After adding a new file in the folder,

myline4 should appear in it, then it will be read and displayed in the panel.

A: 

Honestly, your code is a mess.

You read from /myFileList.txt and do nothing with what you read, except store it in a temporary Vector. At best, this has no effect; at worst (if the file doesn't exist, for example) it throws an exception. Whatever it does, it does not create a new file.
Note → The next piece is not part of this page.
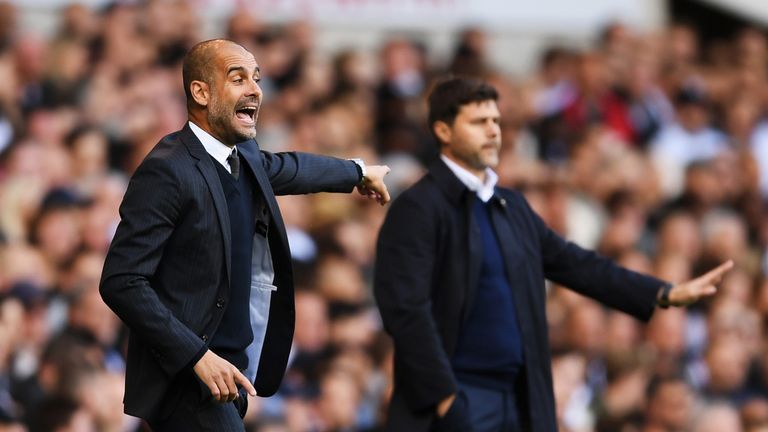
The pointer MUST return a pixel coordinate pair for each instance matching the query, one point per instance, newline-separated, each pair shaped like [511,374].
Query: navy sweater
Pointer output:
[490,342]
Furthermore, I see no reference to the panel in your GUI that supposedly displays the file list. How do you expect it to get updated?

Thomas
Some lines of code were edited in order to make the code presented here a bit lighter and protect my company's ip. The vector is in fact in another function and it is read, then the content ends-up in a panel. I agree that it is not clear, but it's the best I can do. There is a util() function that displays to the shell all info (the content of myFileList.txt).
alex
Well, if you cannot share the code that fails, I cannot help you further. Sorry.
Thomas
That's all right. I am looking more to find theoretical suggestions or alternate ways of listing a directory then reading the file. It looks to me as if windows locks the directory index somehow and io cannot read the "latest" version of it. Something weird like that. I think io has issues with locks.